C’est ici le point crucial d’un dialogue, et la condition même de son inauguration : tous les litiges judéo-arabes peuvent se régler par des négociations aussi longues et difficiles qu’on voudra, mais le point de départ absolu qui doit être accordé comme préalable ne peut faire l’objet d’aucune discussion de fait ou de droit. C’est la reconnaissance réciproque de chacun par chacun comme existence autonome, légitime et libre. Or, Kateb Yacine doit l’admettre : seuls les Arabes ne reconnaissent pas Israël.
Mais Yacine non plus : optant pour une Palestine judéo-arabe, il nie froidement l’existence nationale des Juifs, comme les colons algériens nient froidement l’existence nationale algérienne. Ce faisant, on rend absurde l’idée d’un dialogue qu’on prétend promouvoir. Mais la raison et l’histoire imposeront à tous le poids de la vérité, c’est-à-dire du réel : l’indépendance nationale est une revendication actuellement légitime pour tous ou pour personne.

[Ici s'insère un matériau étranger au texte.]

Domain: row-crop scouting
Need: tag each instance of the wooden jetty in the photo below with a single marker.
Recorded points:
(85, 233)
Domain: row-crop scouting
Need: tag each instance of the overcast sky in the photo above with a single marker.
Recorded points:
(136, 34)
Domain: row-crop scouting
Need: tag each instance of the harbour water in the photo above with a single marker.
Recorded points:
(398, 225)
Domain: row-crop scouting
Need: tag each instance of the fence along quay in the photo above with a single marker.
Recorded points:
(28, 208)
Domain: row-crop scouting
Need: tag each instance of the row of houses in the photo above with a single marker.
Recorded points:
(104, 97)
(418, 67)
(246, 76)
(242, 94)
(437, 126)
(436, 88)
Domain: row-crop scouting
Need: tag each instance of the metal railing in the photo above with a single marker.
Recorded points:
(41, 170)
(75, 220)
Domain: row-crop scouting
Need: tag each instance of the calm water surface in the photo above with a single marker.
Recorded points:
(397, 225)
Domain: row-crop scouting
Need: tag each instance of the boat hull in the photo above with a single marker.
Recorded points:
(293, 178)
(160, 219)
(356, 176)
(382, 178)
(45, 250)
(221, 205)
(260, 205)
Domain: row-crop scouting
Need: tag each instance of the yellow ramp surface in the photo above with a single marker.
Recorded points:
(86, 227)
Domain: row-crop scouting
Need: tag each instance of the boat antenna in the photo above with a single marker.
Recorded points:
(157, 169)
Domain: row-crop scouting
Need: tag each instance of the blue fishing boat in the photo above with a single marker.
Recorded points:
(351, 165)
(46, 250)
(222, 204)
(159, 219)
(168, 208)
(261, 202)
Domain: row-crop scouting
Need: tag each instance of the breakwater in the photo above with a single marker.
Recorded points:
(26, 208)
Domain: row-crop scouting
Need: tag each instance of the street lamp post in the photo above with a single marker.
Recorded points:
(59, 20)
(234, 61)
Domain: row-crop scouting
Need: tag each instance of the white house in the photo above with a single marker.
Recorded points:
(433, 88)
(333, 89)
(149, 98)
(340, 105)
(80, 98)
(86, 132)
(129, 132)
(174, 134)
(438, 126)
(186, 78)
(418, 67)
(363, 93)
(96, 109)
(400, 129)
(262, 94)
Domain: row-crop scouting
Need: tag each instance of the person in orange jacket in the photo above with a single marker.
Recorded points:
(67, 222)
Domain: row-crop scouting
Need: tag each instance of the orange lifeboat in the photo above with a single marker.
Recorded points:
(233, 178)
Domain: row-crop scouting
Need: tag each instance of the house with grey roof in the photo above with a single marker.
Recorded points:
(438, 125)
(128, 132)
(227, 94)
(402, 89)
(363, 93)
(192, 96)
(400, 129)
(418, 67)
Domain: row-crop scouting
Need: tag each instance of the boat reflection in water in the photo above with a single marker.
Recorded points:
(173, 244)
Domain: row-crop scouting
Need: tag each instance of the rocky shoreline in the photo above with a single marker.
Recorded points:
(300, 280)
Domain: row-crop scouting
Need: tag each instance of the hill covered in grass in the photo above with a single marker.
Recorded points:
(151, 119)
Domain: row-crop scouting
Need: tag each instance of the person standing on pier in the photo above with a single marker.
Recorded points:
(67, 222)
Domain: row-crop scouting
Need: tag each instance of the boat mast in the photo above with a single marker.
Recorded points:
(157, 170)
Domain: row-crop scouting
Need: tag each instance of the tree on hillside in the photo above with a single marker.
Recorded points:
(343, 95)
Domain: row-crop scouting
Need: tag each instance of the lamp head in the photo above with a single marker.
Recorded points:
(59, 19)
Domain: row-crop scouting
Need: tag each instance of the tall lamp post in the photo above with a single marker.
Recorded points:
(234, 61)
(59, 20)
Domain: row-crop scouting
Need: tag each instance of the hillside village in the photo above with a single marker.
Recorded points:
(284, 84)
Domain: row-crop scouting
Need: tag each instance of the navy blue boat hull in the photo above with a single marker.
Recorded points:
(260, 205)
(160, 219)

Cette condition préjudicielle admise de part et d’autre (les Arabes restent les seuls à devoir encore s’y plier) on peut raisonnablement espérer que les forces populaires finiront par imposer le dialogue diplomatique qui permettra de préparer le traité de paix qu’Israël propose en vain, et le dialogue économique qui permettra au Moyen-Orient tout entier de se moderniser et de se développer. C’est non seulement l’existence d’Israël qui est en jeu, mais aussi le niveau de vie des misérables fellahs arabes. Toutes les forces de gauche en Israël en sont conscientes : il reste à l’opinion arabe un gros travail à faire pour comprendre que, au Moyen-Orient la paix et le progrès social sont liés non pas à la victoire démagogique de l’U.R.S.S. ou des U.S.A., mais à la reconnaissance d’Israël comme Etat réel et légitime. C’est, en tout cas, le moins qu’on puisse attendre de la générosité lucide d’un écrivain de gauche.
Robert MISRAHI.
Agrégé de l’Université, Stagiaire de Recherches philosophiques au C.N.R.S. ; Membre du Bureau du Cercle Bernard-Lazare ; Membre du Bureau du Comité d’Action des Intellectuels pour la fin de la guerre en Algérie.